Daily Archives: 20 Aug 2017
Thanks to the Eerdmans folk on Facebook for mentioning this essay (which I nonetheless had no knowledge of) – Some Theologians Never Die—They Just Wait to be Googled.
Berger actually does a fair job. Or, as I remark there, it’s nice to see that Bultmann isn’t misrepresented. And it’s nice to know that he is relevant; not again, but still. And it’s also very remarkable that it’s the Pentecostals who seem to be rediscovering him for exactly the reason which Berger highlights-
Stripped of his mistaken empirical view of modern man and of his implausible fascination with Heidegger’s obscure existentialism, Bultmann can be seen again as posing a suddenly urgent question: Is the mythological worldview of the New Testament a necessary ingredient of the Christian faith? The question becomes even more interesting as Jews and Muslims, in their own way, must raise similar questions as well. Put differently: What are the prospects of supernaturalism in the modern world? My own hunch is that the prospects are pretty good.
Read the whole essay, it really is done quite well.
Calvin has something to say-
“With respect to the tabret, harp, and psaltery, we have formerly observed, and shall find it necessary afterwards to repeat the same remark, that the Levites, under the law, were justified in making use of instrumental music in the worship of God; it having been His will to train His people, while they were as yet tender and like children, by such rudiments, until the coming of Christ.
But now, when the clear light of the Gospel has dissipated the shadows of the law, and taught us that God is to be served in a simpler form, it would be to act a foolish and mistaken part to imitate that which the Prophet enjoined only upon those of his own time.
From this it is apparent that the Papists have shewn themselves to be very apes in transferring it to themselves.”

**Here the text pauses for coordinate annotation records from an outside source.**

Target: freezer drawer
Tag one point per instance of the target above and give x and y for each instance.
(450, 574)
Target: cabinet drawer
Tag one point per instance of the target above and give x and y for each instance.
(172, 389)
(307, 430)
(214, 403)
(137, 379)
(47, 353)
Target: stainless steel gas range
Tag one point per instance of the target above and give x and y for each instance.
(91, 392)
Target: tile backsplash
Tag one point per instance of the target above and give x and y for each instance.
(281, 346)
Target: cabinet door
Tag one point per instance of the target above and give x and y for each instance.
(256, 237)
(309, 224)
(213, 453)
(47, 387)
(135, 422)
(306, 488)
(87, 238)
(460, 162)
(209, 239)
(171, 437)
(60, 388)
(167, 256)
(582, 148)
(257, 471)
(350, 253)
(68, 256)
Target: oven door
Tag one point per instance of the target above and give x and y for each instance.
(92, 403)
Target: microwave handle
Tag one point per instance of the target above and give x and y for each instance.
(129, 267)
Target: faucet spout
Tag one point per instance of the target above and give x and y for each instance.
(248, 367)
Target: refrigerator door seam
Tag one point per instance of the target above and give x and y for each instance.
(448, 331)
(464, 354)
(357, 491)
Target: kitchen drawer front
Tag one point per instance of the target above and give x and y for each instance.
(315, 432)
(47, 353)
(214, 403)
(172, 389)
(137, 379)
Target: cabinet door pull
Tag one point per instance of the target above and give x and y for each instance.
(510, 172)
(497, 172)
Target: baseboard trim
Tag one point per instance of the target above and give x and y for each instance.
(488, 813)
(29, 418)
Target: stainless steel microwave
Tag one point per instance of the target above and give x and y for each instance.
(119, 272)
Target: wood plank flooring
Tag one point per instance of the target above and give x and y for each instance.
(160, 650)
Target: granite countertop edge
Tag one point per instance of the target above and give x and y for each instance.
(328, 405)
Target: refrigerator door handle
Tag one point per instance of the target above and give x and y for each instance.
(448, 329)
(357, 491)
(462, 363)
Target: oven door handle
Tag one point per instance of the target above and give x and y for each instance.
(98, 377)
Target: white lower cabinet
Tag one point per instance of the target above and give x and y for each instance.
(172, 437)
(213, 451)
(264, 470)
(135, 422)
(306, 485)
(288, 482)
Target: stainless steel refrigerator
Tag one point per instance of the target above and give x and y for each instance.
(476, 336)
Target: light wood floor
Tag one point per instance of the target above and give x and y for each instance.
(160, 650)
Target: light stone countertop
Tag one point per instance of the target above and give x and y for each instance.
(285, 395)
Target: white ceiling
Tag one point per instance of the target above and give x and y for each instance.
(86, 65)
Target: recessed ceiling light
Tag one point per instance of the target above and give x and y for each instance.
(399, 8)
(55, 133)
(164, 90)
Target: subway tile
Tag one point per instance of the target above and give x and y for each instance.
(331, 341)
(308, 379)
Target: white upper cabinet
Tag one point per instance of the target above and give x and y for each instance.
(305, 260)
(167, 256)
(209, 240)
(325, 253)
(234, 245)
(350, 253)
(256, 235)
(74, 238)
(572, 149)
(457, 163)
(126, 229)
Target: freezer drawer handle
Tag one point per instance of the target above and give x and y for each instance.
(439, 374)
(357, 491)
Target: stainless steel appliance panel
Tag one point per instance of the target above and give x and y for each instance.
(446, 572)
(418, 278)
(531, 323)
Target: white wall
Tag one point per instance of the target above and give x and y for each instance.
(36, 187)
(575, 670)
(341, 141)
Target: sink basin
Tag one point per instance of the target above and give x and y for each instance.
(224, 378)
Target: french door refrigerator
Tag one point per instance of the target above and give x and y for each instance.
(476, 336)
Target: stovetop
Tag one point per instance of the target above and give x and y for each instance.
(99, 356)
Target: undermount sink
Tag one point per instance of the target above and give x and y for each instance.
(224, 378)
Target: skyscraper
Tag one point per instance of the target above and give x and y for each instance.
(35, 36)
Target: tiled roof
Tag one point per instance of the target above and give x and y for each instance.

“Paul allows us to bless God in the public assembly of the saints only in a known tongue. (1. Cor. 14:16.) The voice of man, although not understood by the generality, assuredly excels all inanimate instruments of music; and yet we see what St. Paul determines concerning speaking in an unknown tongue.”
Decades ago Morris Ashcraft wrote the definitive exposition of the theology of Rudolf Bultmann. It also went out of print decades ago and became a classic in the meanwhile.
Hendrickson has, thankfully, republished this masterpiece in paperback and made it once more easily available.
How can modern scientific humanity understand the strange religious language of the Bible? This is one of the questions Rudolf Bultmann (1884–1976) spent his life answering. As a devout Lutheran committed to the Christian faith, Bultmann’s concern was how to make Christianity intelligible in the twentieth century. His concept of demythologizing was part of his lifelong attempt to help people “hear” the Christian gospel and respond to it authentically. All of this originated out of a genuine pastoral concern to highlight the nature of New Testament faith. As Morris Ashcraft writes, “He stands alongside Karl Barth as a man who changed the direction of theology significantly and perhaps permanently.”
In this book, along with a brief biographical sketch, Morris Ashcraft provides a concise and reliable guide to Bultmann’s system of thought and his continuing influence.
Dean Ashcraft was at Southeastern Seminary while I was there doing an MDiv and a ThM and a finer scholar and Christian you’ve never met. His book on Bultmann remains the finest of the genre. Students of the New Testament should all be required to read it.